Authorship — Importance of author/Authorial vison/Point of view
18 Codings
Jesse Shapins
“I do not think that the author is at all threatened and I do not think the author is at all losing narrative voice. I think that what is changing is that authors need to have much more force, frankly, to have confidence in expressing narrative voice in interactive formats. I think the biggest mistake I often see in the field is that people that come from a traditional filmmaking background feel like their authorship perspective - their kind of intense rigour around editing, pacing - that that does not carry over and I think it is incredibly false.”
Judith Aston
“Authorship is very, very important. However, authorship can be distributed. So, you could have (.) I have no problem with an interactive documentary that does actually represent the viewpoints of one author. But if that was all we had, I would have a big problem with that. So I also have no problem with interactive documentary work that has distributed authorship, where you have multiple authors in a dialogue.”
William Uricchio
“I think right now what we can see is there are a lot of different models of authorship, a lot of different models of storytelling and some of them require a strong narrative voice, a strong backbone of story. But we also see things where that is not the case. Where scenarios were arranged, framing occurs, where actually the users can generate that narrative. So I think really this will manifest itself down the road in something like different genres of interactivity.

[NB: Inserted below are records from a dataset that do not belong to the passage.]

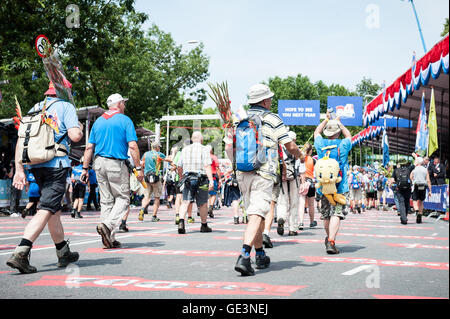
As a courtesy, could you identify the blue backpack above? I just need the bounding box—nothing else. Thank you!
[234,110,270,172]
[350,171,361,189]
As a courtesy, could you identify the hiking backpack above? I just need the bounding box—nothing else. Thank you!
[376,177,385,191]
[350,172,361,189]
[396,166,411,190]
[233,110,270,172]
[16,99,68,165]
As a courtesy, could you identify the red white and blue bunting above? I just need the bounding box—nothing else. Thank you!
[351,126,384,147]
[363,35,449,127]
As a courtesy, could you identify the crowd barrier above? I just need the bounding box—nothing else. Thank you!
[383,184,449,212]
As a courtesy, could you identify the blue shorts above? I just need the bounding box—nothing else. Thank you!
[208,179,219,196]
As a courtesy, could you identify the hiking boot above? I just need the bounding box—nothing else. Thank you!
[6,246,37,274]
[178,219,186,234]
[138,209,144,221]
[96,223,113,248]
[188,216,195,224]
[71,209,76,218]
[21,208,29,219]
[75,211,83,219]
[234,217,239,224]
[357,207,361,214]
[234,255,255,276]
[326,241,340,254]
[288,231,298,236]
[56,241,79,267]
[263,234,273,249]
[200,224,212,233]
[277,218,285,236]
[119,223,129,233]
[175,214,180,225]
[416,214,422,224]
[310,221,317,228]
[151,216,160,222]
[298,223,304,230]
[255,253,271,269]
[112,240,122,249]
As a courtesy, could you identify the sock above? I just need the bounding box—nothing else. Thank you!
[19,238,33,248]
[241,244,251,257]
[55,240,67,250]
[263,230,269,236]
[255,247,265,256]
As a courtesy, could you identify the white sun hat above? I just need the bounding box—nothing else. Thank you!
[106,93,129,107]
[247,84,274,104]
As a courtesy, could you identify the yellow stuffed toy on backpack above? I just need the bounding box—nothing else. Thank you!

A genre that leans a little more heavily towards traditional authorship. And again in terms of the films shown here at IDFA this year, I mean, Alma would be a great example. It is a very linear story and a compelling story told by someone with a limited interactive component. But it is really, really compelling. On the other side, we have these wide database-like environments. Environments for a user to really move around in. Those often are less compelling as stories at their own risk because I think users do need some constraint, some structure.”
Sandra Gaudenzi
“So I think both visions of authorship are still possible. You can still in interactive documentary have, you know, an author which is a narrator. But you now have another option that you did not have before, which is to have an author that becomes an architect and a facilitator and maybe not a narrator anymore. And this is something new.”
Vincent Morisset
“I am interested in proposing something, where I guide and I accompany the spectator if I am saying (.) And you just create that connection. So in my work, I am still interested in kind of keeping a certain control over it and just give this sense of freedom and certain interactivity. But I know that I am still controlling the pace and the story.”
Ferran Clavell
“I think that the author is not losing anything. They have the control of the product because they are creating it, but it is good to let the users some freedom to explore, to participate, to interact, to create even around this content. But the control is always on the author’s side.”
Florian Thalhofer
“Well, I think that the author is still very important. He is the key figure in making a documentary. He’s the person that goes out into this difficult, messy world and collects the bits and pieces that the author thinks make sense to discuss. But the author of the future is not the person who decides what the reality is. He does not create a full picture that he gives to the viewer and the viewer can just take it in. So the author of the past was much more, or the author of the current time, is much more a person that is like a priest that gives you his idea about what is right and what is wrong.”